Les «confidences» d’El-Mouradia à notre confrère le Jeune Indépendante laissent planer aucune équivoque. La «deuxième république » projetée par le tandem El-Mouradia-Sant’Egidio est définie en opposition à «première République qui a pris le pouvoir en 1962 (et qui) a échoué dans son entreprise. Le GPRA et la Constituante ont été dissous par les partisans du ko». Autrement dit, revenir à 1962, au GPRA de Benkhedda et effacer le putsch de l’armée de Boumediène («les partisans du ko») qui a installé Ben Bella de force.
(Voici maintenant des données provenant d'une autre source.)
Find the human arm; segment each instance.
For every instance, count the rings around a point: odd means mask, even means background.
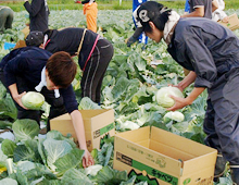
[[[87,146],[86,146],[86,136],[85,136],[85,128],[84,128],[81,114],[78,110],[74,110],[71,113],[71,118],[72,118],[73,126],[76,132],[76,137],[79,143],[79,148],[85,150],[85,153],[83,157],[83,166],[87,168],[89,165],[93,165],[93,158],[88,151]]]

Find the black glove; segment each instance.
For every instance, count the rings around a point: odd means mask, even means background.
[[[136,42],[137,40],[138,40],[137,38],[130,37],[130,38],[127,40],[127,42],[126,42],[127,47],[130,47],[131,44]]]

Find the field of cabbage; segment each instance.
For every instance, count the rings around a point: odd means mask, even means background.
[[[184,12],[176,11],[179,14]],[[227,11],[228,14],[235,12],[239,14],[239,10]],[[0,59],[10,52],[4,50],[4,42],[24,39],[21,30],[27,22],[27,12],[15,13],[13,28],[0,35]],[[49,24],[50,28],[85,27],[86,21],[81,11],[51,11]],[[73,85],[79,109],[114,109],[117,132],[154,125],[203,144],[206,91],[191,106],[179,110],[185,115],[184,121],[163,121],[167,112],[158,104],[155,92],[161,87],[177,84],[184,78],[183,67],[168,55],[166,45],[150,40],[143,51],[141,44],[126,47],[125,39],[134,33],[129,10],[99,11],[98,26],[98,33],[112,41],[114,57],[103,81],[101,106],[88,98],[80,99],[81,73],[78,73]],[[235,34],[239,37],[239,29]],[[188,87],[184,95],[187,96],[191,89],[192,87]],[[42,122],[46,121],[48,110],[49,107],[46,106]],[[70,138],[58,132],[49,132],[45,138],[39,138],[39,127],[35,122],[16,120],[14,103],[1,84],[0,128],[10,130],[14,134],[13,139],[0,138],[0,184],[135,184],[135,178],[128,178],[126,172],[112,169],[112,138],[105,139],[101,151],[95,150],[98,165],[92,170],[95,173],[90,173],[91,169],[86,171],[81,168],[83,151]],[[221,178],[221,185],[230,184],[227,173]]]

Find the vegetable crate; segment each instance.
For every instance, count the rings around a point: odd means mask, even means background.
[[[150,185],[212,185],[217,151],[158,127],[115,135],[114,169]]]
[[[114,111],[112,109],[79,110],[83,115],[87,148],[101,148],[101,140],[114,136]],[[76,133],[68,113],[50,120],[50,128],[61,132],[64,136],[71,134],[77,141]]]

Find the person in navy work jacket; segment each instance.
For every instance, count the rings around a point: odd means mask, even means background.
[[[48,16],[50,14],[47,0],[25,0],[24,7],[29,13],[29,29],[45,32],[48,29]]]
[[[26,39],[32,35],[36,33],[32,32]],[[43,35],[42,47],[46,50],[52,53],[66,51],[71,55],[78,55],[78,64],[83,70],[81,97],[89,97],[100,103],[103,76],[114,52],[111,42],[89,29],[76,27],[49,29]]]
[[[173,59],[190,71],[176,87],[183,91],[194,83],[188,97],[171,96],[175,104],[168,111],[191,104],[207,89],[203,128],[205,144],[218,151],[215,180],[223,175],[228,161],[231,178],[239,184],[239,39],[209,18],[184,18],[155,1],[142,3],[136,20],[152,40],[164,39]]]
[[[0,79],[14,99],[17,119],[40,121],[40,112],[26,109],[21,101],[26,91],[39,91],[45,96],[51,106],[49,120],[68,112],[79,147],[85,150],[83,165],[88,166],[93,164],[93,159],[87,150],[83,118],[71,85],[76,70],[76,63],[64,51],[51,54],[38,47],[24,47],[12,50],[2,59]]]

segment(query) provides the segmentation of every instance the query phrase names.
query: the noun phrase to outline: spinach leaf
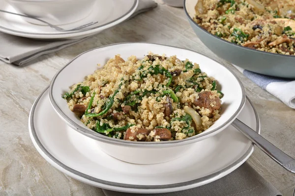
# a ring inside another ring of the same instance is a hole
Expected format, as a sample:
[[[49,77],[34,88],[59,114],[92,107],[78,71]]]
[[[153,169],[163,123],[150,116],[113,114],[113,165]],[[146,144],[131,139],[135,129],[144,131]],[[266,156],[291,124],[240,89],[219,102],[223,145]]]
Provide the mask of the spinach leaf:
[[[172,75],[171,74],[166,70],[166,69],[161,66],[160,65],[151,65],[147,70],[141,75],[140,78],[143,78],[143,77],[146,77],[148,74],[149,74],[151,75],[157,75],[160,74],[161,75],[164,75],[169,78],[168,82],[166,85],[166,86],[169,86],[172,81]]]
[[[236,1],[234,0],[220,0],[217,3],[217,7],[221,7],[226,3],[231,3],[231,7],[235,4]]]
[[[194,70],[194,73],[195,73],[195,74],[201,74],[201,69],[200,68],[195,69]]]
[[[76,87],[76,88],[71,93],[69,93],[68,92],[65,93],[65,94],[62,97],[62,98],[63,98],[64,99],[66,99],[67,98],[71,98],[72,96],[73,96],[73,95],[74,95],[74,93],[75,92],[78,91],[80,88],[81,88],[81,93],[82,93],[82,94],[84,95],[86,95],[86,93],[87,92],[88,92],[90,91],[90,88],[89,88],[88,86],[81,86],[81,85],[79,84],[77,86],[77,87]]]
[[[188,129],[190,126],[190,123],[192,122],[192,117],[188,114],[186,114],[185,116],[183,116],[182,117],[180,118],[174,118],[171,119],[171,122],[174,121],[184,121],[187,124],[187,126],[183,127],[184,129]]]
[[[184,88],[184,87],[181,85],[177,85],[176,87],[175,87],[174,91],[175,91],[176,93],[177,93],[180,90],[181,88]]]
[[[96,121],[96,125],[94,130],[98,133],[106,133],[113,131],[114,128],[111,128],[109,124],[107,123],[104,123],[100,125],[100,122],[98,120]]]
[[[214,91],[214,90],[215,90],[216,87],[216,81],[214,80],[212,82],[212,88],[211,89],[211,90]]]
[[[85,116],[87,116],[87,115],[88,115],[89,113],[88,113],[88,110],[90,110],[90,108],[91,108],[91,106],[92,106],[92,103],[93,102],[93,99],[94,98],[94,96],[95,95],[95,92],[94,92],[93,95],[91,96],[90,99],[90,101],[89,101],[89,104],[88,104],[88,106],[87,107],[87,109],[86,109],[86,110],[85,111]]]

Revenir à une Algérie sans militaires, offerte à un pouvoir civil, cette Algérie pour laquelle s’est battu Aït Ahmed ! Comprenons par là que «deuxième république» sera donc une république sans généraux. On nage en pleine hypocrisie : c’est Bouteflika qui était l’un des agents les plus zélés du putsch militaire de 1962 contre le GPRA ! Qui tirera les marrons du feu si ce scénario vient à voir le jour ? Il est à craindre que ce ne soit Bouteflika. Ce qui intéresse Bouteflika dans le plan des partis de Sant’Egidio, c’est qu’il épouse parfaitement son propre plan : laisser la succession à son frère. Car, contrairement aux illusions répandues ici et là, le président n’a pas renoncé à son projet de faire élire Saïd Bouteflika, en dépit des révoltes arabes. Le rapprochement avec les partis de Sant’Egidio sert sa stratégie de niveler le terrain pour son petit frère ; lui enlever le poids de l’armée ; lui offrir un «parti majoritaire » à la place du FLN (remisé au placard) et du RND (dissous ?) ; agréer de nouveaux partis qui lui serviraient de «soutiens satellites» ; organiser des législatives anticipées pour le mettre sur selle avant l’échéance 2014… C’est tout cela qu’annonce le Jeune Indépendant.
M. B.
1. El Watan1er février.
2. Entretien mercredi 9 mars par le site Maghreb Emergent (CNCD, Pouvoir, agenda du changement : Me Bouchachi s’explique sur tout).
3. Le Jeune Indépendant, mercredi 9 mars 2011.